Carol Bleck, who served as mistress of ceremonies, encouraged parents to let their children go off to college and experience the world; she also told students to call home once in a while to let families know they were doing OK. She told parents to reminiscence about their child’s journey through school.
“Wasn’t it just yesterday they were heading off to kindergarten with their Disney princess backpack or superhero backpack or lunch box? Remember when you wanted to go with them just to make sure they were OK?” Bleck said.
Superintendent Gary Cerne reflected back to Sept. 4 when the graduates first walked in to high school as seniors. He remembered sitting in the back of the auditorium as O’Brien challenged students to work hard throughout the year to graduate on time. Cerne told students no matter what path they choose in life they need to work hard and set goals. Students also need to accept the challenges, be grateful and thankful, in addition to being tolerant.
“Your journey to get here has not always been an easy one. You’ve overcome obstacles. You’ve taken on challenges. You preserved. When setbacks came your way, you found a way to win. You never gave up and you should be very proud of your accomplishments. Please know that I am very proud of you,” Cerne said.
Salutatorian Taylor Tilley credited friends, family, classmates and teachers for all that the graduates have accomplished. Over the course of high school, the students as a class have grown and learned together. Tilley said everything the class has been through over the past four years has led up to graduation. She encouraged students to follow their dreams, but never forget where they came from.
Raymond Tarnowski, valedictorian, said many times the Dunkirk school community gets a bad reputation and is often criticized. The naysayers, he said, are not “hard lookers” and often fail to realize the amount of talent and potential the district has.
“… I know many of you are looking forward to leaving Dunkirk but we truly are a good group of young adults who are lucky enough to have attended DHS,” said Tarnowski. “So let’s go out there and be proud to say that we graduated as Dunkirk Marauders and let’s show the world we are not what many people portray us.”

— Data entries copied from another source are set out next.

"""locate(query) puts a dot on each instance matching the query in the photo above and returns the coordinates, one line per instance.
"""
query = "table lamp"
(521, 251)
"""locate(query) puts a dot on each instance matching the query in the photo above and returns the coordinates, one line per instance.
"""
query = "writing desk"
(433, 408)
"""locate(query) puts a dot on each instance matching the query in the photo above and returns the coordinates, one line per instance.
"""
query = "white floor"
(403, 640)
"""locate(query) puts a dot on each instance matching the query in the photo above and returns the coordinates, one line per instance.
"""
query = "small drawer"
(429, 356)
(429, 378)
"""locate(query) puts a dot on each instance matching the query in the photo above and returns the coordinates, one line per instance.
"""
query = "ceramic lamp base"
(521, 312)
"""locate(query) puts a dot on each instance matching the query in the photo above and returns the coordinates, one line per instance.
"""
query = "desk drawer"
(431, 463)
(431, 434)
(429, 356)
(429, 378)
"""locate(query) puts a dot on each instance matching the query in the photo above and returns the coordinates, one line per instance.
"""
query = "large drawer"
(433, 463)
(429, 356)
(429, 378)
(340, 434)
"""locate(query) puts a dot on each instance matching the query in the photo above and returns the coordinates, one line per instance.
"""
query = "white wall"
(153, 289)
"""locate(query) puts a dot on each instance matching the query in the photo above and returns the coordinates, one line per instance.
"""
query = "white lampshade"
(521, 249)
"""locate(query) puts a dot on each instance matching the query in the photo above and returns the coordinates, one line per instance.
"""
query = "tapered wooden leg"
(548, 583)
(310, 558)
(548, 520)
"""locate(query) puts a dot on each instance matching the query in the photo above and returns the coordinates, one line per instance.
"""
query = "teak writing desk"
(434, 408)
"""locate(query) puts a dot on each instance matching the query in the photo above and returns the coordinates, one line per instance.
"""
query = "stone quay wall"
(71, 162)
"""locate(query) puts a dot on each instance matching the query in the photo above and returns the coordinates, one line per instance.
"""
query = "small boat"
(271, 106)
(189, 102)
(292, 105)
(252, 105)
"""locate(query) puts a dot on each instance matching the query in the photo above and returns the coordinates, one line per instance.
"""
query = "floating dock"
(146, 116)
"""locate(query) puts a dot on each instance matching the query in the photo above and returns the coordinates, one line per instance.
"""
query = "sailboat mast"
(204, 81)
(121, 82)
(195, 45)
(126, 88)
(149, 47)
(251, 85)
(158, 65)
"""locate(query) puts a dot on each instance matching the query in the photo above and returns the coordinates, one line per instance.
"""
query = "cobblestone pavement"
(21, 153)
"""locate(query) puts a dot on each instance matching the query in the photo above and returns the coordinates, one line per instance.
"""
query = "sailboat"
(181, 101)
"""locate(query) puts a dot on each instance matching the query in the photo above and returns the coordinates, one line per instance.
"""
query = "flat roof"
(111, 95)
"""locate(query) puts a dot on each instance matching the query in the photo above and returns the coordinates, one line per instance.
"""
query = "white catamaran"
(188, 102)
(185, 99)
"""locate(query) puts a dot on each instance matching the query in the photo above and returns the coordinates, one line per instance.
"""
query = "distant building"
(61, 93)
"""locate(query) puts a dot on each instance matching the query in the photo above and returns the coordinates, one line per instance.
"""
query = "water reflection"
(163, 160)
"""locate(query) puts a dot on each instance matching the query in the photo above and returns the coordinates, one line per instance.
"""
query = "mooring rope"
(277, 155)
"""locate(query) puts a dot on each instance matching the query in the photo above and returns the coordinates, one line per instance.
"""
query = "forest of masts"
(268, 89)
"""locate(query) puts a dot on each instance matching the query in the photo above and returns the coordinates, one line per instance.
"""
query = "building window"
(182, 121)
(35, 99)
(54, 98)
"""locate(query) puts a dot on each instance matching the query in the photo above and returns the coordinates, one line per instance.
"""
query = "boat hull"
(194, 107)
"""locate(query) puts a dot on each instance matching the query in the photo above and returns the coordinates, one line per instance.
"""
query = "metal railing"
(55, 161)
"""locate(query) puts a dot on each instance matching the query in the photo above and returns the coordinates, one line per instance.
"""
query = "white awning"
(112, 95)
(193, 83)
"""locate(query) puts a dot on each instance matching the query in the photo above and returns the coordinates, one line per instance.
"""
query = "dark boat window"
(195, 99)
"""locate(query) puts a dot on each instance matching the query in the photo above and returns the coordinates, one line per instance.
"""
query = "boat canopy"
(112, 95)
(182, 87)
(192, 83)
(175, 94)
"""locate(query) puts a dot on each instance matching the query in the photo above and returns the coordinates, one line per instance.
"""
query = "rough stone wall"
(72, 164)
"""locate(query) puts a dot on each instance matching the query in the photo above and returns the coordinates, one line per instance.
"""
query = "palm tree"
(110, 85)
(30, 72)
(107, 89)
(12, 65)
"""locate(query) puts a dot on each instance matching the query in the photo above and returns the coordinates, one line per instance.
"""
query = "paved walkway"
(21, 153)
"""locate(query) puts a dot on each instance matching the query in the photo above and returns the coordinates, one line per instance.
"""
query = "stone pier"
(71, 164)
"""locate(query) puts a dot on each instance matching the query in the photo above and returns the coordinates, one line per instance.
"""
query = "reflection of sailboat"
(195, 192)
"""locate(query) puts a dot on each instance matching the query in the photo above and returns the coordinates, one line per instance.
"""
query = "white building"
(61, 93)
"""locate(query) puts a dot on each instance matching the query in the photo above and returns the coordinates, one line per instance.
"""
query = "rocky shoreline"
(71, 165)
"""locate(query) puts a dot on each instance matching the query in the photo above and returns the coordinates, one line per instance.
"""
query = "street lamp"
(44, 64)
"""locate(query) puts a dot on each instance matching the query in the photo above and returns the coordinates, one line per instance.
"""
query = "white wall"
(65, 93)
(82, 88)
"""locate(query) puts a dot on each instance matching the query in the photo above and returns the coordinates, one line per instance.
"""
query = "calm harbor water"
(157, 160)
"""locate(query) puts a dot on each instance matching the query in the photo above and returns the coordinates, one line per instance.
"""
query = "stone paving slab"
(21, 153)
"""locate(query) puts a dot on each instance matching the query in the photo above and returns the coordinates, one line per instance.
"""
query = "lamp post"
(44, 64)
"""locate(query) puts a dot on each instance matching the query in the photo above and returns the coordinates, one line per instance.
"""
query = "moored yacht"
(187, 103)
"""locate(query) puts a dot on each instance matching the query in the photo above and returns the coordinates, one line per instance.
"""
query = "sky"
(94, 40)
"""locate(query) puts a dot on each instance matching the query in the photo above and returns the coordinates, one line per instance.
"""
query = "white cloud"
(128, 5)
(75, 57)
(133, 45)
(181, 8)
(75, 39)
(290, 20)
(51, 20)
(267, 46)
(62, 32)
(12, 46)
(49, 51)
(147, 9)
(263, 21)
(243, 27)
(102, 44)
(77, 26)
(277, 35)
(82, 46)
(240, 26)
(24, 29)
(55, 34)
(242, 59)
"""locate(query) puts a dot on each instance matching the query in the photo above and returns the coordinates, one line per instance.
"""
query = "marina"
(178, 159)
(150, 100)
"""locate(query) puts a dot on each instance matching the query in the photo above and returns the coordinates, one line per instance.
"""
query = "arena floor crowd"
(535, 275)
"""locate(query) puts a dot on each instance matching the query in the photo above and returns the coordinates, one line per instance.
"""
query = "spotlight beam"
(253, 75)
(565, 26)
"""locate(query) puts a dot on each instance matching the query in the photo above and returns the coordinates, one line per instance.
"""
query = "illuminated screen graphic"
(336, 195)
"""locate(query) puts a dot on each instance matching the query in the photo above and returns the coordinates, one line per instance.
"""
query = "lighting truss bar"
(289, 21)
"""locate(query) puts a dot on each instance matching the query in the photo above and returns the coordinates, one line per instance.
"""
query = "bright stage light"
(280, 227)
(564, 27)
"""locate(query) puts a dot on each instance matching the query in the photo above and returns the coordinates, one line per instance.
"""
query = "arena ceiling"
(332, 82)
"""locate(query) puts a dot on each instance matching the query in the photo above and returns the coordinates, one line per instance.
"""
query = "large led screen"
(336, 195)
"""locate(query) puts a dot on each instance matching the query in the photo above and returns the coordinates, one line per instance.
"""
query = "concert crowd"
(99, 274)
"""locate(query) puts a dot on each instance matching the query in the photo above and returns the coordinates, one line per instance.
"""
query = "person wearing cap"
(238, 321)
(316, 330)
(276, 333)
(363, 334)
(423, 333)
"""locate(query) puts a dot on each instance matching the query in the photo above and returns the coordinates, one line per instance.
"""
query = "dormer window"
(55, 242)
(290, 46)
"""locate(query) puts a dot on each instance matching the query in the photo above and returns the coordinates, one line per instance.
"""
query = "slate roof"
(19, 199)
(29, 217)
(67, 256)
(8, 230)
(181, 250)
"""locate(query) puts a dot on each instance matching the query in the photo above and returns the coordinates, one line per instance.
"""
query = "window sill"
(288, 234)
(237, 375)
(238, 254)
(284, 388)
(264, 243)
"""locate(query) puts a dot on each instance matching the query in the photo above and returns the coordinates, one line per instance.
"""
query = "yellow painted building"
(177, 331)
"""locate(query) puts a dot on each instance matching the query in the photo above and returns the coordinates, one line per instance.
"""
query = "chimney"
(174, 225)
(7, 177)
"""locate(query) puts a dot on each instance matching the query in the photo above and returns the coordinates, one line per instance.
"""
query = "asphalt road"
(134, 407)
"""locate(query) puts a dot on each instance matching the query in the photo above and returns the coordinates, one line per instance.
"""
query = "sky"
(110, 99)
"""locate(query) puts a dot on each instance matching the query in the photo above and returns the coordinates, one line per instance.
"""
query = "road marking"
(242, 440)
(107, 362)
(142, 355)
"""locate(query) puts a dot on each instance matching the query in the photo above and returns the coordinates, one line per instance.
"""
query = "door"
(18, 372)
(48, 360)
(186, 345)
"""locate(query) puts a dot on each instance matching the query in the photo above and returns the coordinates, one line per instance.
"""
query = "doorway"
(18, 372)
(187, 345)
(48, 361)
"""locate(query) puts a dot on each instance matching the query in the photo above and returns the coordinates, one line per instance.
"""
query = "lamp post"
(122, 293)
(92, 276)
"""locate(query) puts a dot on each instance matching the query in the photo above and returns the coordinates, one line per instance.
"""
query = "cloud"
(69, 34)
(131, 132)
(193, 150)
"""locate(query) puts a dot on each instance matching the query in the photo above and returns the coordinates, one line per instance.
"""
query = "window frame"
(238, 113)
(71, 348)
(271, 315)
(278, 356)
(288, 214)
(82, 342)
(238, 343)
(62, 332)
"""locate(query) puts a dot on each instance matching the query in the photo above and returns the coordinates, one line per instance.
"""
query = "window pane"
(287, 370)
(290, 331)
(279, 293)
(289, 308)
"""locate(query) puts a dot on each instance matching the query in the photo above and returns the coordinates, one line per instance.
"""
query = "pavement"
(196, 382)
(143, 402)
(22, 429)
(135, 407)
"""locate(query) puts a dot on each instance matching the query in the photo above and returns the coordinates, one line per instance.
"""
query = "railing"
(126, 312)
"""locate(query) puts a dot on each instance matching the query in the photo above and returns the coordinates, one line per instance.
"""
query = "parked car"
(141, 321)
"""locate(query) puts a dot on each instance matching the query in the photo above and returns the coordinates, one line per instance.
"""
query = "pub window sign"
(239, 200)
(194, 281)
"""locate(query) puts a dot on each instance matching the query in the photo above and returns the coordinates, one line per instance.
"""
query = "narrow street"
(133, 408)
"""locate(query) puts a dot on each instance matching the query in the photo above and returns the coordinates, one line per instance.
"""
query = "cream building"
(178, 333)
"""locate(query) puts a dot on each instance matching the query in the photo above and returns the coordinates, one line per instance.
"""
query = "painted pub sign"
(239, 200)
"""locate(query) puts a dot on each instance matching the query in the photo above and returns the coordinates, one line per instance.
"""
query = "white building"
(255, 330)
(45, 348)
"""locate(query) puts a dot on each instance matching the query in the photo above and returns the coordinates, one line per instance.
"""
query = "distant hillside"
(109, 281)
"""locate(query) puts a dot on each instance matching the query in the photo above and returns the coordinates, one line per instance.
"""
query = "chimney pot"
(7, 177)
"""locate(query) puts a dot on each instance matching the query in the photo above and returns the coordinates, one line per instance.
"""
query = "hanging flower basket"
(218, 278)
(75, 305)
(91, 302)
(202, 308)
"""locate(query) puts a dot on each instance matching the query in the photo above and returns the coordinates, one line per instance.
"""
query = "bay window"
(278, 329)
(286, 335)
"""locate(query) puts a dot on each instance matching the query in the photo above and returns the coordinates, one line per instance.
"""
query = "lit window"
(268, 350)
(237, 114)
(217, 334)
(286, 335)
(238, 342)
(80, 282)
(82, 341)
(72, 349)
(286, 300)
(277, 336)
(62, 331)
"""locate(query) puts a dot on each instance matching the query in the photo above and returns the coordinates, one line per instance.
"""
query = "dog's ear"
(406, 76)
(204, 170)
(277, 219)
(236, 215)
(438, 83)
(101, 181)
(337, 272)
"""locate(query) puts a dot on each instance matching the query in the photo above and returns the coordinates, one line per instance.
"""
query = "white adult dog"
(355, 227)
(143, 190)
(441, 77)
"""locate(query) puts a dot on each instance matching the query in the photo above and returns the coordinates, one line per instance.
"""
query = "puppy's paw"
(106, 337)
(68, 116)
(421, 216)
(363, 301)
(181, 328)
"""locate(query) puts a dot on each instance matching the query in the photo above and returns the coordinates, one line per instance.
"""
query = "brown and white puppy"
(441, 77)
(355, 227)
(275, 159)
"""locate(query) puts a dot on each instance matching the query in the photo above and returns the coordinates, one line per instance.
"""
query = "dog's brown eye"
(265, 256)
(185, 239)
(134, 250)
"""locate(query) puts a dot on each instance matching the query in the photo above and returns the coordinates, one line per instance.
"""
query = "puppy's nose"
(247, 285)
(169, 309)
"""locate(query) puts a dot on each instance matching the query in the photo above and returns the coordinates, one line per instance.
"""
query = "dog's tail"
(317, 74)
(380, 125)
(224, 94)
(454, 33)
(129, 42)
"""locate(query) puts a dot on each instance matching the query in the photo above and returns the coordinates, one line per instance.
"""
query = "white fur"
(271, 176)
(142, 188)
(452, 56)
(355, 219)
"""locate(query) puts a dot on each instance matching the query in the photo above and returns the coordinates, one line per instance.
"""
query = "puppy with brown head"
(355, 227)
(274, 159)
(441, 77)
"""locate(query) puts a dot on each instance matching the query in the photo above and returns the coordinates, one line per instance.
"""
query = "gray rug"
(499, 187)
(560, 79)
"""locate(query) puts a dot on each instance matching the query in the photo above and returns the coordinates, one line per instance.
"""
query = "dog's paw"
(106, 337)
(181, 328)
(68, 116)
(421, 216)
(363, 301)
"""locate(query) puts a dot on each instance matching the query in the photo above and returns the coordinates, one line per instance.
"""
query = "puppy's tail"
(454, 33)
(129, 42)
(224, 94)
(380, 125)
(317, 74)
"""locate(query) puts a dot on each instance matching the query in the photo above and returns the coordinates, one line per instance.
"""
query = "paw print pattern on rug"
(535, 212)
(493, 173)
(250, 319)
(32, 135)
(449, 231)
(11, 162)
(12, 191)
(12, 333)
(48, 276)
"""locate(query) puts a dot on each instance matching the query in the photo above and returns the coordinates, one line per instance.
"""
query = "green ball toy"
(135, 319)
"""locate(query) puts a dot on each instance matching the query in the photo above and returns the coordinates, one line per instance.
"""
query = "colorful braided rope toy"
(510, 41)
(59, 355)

In closing his speech, Tarnowski told the students they had to do two things before leaving commencement: take a look around at each other for this may be the last time they see each other and to say, “Happy 18th birthday” to fellow graduate Billy Bradley.
O’Brien gave an example of a student who came to him earlier in the year and wanted to drop out of school due to being unable to pass the English language arts Regents exam. O’Brien made an agreement with the student to work hard and retake the exam. The student did pass the exam and was able to graduate with his classmates. O’Brien encouraged the students to “grin it out” when faced with a challenge.
Senior Class Co-Presidents Duke Medema and Connor Aitcheson gave the graduates a fortune telling. The pair said they were certified online as fortune tellers prior to graduation and told the graduating class their fortunes. In the future, the class will include various actors starring in “yet another Drew Carey improv show” and an upcoming Terminator movie; the next karate kid; a one-man offensive line for the Buffalo Bills; a Buffalo Sabres zamboni driver; a rapper; and even 2040 presidential candidates. Medema added he is looking forward to serving with all those will be entering the military and thanked them for their service.
“Finally 80 years from now, Mr. O’Brien will still be principal of Dunkirk High School. At this point he will have purchased a facial recognition robot to fist bump every student,” Medema said.
Bleck acknowledged the accomplishments of the graduating class sitting before her. She told the students that their life will begin at the end of each graduate’s comfort zone and encouraged them to do what they love. She told the students to “shoot for the stars.”
“With the talent that this class possesses, we know the future is bright and I’m not a certified fortune teller,” she said.